By Kaitlyn Riggio
BU News Service
Adam Lambert may be known mostly for his stint on season 8 of “American Idol” or his current collaboration with the remaining members of world-famous band “Queen,” but his recently-released fourth album “Velvet” reaffirms the fact that Lambert is more than capable of standing on his own.
“Velvet” showcases Lambert’s versatility as an artist. Those who have been following Lambert since the beginning of his career got a sneak peek of that during his time on “American Idol,” but now it’s on full view for everyone to see. Lambert is a well-rounded performer who is capable of growing and maturing, and “Velvet” screams that message loud and clear.
The album’s titular opening song introduces the sounds to come. “Velvet” has an electronic feel to it and features plenty of synthesized elements, which gives the song a similar vibe to many of the electronic-pop dance songs that are popular on the radio right now.
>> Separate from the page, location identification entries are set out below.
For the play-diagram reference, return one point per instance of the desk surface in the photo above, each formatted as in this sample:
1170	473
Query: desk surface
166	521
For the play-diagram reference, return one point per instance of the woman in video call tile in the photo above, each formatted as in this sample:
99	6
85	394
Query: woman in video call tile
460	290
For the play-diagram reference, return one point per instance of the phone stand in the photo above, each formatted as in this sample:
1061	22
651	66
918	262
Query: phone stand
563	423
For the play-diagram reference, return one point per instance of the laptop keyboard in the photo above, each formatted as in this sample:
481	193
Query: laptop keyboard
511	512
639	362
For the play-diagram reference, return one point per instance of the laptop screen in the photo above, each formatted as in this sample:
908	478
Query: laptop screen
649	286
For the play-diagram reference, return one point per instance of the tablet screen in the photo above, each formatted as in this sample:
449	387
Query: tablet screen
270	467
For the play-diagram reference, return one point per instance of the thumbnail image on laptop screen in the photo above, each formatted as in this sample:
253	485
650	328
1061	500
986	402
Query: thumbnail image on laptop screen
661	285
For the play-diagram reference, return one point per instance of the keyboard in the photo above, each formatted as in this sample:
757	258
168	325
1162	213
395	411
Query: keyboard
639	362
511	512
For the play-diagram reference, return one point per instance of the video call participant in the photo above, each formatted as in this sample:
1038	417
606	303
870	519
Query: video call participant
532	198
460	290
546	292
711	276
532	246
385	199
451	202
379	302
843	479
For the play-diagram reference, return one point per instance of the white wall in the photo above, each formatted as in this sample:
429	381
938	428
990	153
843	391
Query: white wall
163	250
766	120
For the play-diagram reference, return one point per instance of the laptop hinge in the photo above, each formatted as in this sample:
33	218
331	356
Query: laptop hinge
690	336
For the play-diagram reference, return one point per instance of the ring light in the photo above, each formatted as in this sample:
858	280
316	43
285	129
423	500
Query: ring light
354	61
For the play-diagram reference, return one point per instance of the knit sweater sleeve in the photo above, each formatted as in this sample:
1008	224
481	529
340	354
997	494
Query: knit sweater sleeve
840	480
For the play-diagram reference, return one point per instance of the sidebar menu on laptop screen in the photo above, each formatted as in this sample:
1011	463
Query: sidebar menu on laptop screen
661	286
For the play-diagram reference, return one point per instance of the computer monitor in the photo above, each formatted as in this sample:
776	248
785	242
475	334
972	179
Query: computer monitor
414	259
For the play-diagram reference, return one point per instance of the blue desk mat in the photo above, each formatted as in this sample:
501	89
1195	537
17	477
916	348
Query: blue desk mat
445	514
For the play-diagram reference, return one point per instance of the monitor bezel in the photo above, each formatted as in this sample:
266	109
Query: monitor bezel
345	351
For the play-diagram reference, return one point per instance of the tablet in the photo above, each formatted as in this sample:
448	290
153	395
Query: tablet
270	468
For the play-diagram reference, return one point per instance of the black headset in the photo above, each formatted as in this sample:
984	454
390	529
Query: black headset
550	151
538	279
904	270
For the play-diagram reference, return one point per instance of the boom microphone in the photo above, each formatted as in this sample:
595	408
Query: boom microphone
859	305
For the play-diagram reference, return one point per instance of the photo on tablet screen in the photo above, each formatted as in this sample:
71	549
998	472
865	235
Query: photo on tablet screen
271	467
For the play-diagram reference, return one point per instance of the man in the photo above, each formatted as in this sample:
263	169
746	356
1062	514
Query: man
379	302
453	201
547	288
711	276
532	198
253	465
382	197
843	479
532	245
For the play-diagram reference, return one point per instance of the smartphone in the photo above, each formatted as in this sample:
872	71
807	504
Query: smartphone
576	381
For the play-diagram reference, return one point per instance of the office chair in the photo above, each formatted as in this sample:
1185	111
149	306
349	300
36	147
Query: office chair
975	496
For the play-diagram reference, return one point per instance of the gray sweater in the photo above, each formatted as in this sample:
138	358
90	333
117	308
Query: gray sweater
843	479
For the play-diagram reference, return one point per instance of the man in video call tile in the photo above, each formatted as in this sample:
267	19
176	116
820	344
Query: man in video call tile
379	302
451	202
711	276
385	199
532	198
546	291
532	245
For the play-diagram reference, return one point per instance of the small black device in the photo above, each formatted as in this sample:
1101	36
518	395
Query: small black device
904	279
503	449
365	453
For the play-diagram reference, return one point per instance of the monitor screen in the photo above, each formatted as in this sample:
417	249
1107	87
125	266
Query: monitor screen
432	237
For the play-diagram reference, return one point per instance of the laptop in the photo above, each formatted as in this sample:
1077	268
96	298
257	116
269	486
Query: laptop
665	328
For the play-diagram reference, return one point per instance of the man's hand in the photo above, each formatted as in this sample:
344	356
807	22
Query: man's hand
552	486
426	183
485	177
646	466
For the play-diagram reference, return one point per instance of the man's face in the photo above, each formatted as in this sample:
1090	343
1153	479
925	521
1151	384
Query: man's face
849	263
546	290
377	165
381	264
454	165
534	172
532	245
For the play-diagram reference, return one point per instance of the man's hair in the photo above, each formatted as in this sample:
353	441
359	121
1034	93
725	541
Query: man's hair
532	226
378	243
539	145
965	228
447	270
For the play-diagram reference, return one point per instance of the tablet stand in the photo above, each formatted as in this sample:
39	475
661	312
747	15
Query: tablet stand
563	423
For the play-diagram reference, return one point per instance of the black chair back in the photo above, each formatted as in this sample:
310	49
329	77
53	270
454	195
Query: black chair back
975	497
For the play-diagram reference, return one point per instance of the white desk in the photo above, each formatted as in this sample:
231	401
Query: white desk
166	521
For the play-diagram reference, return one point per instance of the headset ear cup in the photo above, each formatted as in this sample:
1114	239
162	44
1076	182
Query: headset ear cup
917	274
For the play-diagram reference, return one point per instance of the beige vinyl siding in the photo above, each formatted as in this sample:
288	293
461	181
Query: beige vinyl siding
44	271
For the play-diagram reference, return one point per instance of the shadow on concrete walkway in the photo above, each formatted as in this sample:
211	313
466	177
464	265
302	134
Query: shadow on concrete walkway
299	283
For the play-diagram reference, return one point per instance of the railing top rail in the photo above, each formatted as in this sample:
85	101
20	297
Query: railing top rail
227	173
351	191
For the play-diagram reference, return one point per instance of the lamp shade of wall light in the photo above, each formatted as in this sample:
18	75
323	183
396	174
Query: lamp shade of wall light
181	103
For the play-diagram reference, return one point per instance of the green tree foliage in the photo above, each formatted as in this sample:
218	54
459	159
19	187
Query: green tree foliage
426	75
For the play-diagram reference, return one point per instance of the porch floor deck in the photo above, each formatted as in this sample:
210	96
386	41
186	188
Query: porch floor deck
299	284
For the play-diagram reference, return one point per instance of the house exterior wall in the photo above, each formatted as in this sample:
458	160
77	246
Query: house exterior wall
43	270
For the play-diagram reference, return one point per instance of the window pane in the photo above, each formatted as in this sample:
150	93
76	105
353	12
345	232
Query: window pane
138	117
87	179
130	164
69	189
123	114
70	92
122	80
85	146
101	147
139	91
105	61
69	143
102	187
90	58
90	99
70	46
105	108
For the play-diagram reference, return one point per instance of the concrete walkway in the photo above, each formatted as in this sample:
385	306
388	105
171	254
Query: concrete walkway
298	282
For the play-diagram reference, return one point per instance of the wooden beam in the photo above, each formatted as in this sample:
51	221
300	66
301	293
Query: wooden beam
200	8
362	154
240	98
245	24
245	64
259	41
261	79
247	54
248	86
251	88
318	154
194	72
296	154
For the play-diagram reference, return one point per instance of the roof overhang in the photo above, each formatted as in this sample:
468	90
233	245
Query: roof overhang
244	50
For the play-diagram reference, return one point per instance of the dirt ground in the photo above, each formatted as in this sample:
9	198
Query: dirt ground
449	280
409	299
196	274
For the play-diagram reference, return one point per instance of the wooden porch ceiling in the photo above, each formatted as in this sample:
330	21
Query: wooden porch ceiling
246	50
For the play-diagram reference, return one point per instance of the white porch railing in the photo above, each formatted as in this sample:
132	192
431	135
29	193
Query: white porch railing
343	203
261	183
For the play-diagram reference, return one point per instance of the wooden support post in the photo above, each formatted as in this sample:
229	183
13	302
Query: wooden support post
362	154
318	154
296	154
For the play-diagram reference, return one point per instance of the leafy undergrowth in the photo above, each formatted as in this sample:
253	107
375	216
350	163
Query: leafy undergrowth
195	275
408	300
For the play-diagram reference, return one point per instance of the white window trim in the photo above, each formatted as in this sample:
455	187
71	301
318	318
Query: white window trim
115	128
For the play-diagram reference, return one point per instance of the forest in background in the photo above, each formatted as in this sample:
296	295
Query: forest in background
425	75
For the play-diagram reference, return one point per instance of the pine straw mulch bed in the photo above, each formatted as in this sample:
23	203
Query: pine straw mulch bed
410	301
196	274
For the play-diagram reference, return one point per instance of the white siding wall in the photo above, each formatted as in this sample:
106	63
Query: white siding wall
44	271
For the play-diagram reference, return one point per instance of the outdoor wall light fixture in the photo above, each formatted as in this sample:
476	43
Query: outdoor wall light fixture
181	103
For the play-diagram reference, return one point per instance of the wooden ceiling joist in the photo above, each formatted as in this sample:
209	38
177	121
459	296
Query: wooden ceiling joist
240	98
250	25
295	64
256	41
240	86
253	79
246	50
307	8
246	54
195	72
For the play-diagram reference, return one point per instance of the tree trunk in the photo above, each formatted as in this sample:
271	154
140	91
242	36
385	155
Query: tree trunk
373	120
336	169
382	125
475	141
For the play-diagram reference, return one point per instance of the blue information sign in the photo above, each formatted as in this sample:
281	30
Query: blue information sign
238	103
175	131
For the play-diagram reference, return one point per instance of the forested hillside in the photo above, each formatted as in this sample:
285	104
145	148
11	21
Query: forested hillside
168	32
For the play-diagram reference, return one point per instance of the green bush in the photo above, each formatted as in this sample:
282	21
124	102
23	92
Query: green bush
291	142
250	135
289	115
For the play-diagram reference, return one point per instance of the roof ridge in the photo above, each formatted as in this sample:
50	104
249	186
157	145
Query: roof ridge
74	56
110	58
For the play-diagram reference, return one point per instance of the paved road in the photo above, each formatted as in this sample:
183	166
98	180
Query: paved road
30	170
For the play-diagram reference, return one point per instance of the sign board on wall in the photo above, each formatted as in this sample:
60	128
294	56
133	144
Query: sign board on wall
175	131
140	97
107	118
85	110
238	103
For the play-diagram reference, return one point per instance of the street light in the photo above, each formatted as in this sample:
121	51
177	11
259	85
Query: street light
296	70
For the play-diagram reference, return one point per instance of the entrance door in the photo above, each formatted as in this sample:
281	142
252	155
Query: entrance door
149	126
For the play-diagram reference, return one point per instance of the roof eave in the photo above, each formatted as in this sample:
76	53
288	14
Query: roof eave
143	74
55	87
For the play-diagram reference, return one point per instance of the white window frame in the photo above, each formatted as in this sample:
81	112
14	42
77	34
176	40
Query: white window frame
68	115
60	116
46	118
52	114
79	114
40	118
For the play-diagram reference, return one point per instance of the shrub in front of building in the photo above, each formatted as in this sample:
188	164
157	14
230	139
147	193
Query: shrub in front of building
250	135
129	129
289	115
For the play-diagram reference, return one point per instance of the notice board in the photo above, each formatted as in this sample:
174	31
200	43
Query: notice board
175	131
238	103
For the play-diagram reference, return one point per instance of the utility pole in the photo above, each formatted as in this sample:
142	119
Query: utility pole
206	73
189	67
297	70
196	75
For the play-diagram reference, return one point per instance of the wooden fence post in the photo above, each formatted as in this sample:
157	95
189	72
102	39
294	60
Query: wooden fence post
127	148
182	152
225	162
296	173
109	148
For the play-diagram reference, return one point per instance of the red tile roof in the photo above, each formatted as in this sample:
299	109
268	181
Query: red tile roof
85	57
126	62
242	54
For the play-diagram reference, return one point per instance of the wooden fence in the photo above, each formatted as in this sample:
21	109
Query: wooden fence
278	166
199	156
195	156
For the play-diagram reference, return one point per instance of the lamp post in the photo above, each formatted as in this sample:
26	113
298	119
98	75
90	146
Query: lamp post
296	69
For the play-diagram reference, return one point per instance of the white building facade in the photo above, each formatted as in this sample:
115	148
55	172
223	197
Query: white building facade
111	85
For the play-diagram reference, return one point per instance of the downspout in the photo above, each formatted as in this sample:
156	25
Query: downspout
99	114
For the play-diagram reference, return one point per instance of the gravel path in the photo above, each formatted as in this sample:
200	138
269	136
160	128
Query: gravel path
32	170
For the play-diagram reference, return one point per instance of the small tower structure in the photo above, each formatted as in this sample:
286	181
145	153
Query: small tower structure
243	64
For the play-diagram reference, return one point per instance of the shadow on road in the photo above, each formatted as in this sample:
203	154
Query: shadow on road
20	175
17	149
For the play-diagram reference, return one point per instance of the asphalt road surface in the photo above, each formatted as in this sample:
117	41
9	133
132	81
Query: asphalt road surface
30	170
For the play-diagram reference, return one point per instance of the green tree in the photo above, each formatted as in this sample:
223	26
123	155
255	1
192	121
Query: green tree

“Velvet” sounds older and more sophisticated when compared to Lambert’s earlier work. This is to be expected. Lambert was 27 years old when he competed on “American Idol” and when he released his debut album “For Your Entertainment.”
That album was energetic, powerful and had a bit of a punch to it. With “Velvet,” the listeners can hear that Lambert has matured as a person and an artist over the past decade. His work is still undeniably impressive, but it feels more chilled out, and the opening track sets this tone wonderfully.
On the cover art for “Velvet,” Lambert dons an elaborate purple and green outfit reminiscent of Prince. This proves to be fitting, as “Velvet” has some Prince-sounds influencing it. One song where this is prevalent is “Stranger You Are,” the album’s third track, with electronic elements and a vocal line reminiscent of Prince’s “When Doves Cry” or “I Would Die 4 U.”
Although most of the album feels electronic and synthesized, “Closer to You” is a break from this pattern. With an opening that features straight piano with no electronics or any fancy synthesized effects, it feels almost like a modern-day power ballad, worlds away from the rest of “Velvet.” The instrumentation, the backing vocals and even the lyrics make “Closer to You” sound like a parallel to Aerosmith’s “I Don’t Want to Miss a Thing” with a 21st-century flair.
“Feel Something,” the album’s final track, is a concluding sentence. It wraps up “Velvet” and brings it to a fitting close, featuring elements that keep the listener engaged until the last second. The synthesized backing vocals create an ensemble feeling that would normally be found in musical theatre, which sets Lambert up as the main character singing one final song as a finale. It’s the perfect way to close out the album.
“Velvet” by Adam Lambert was released March 20.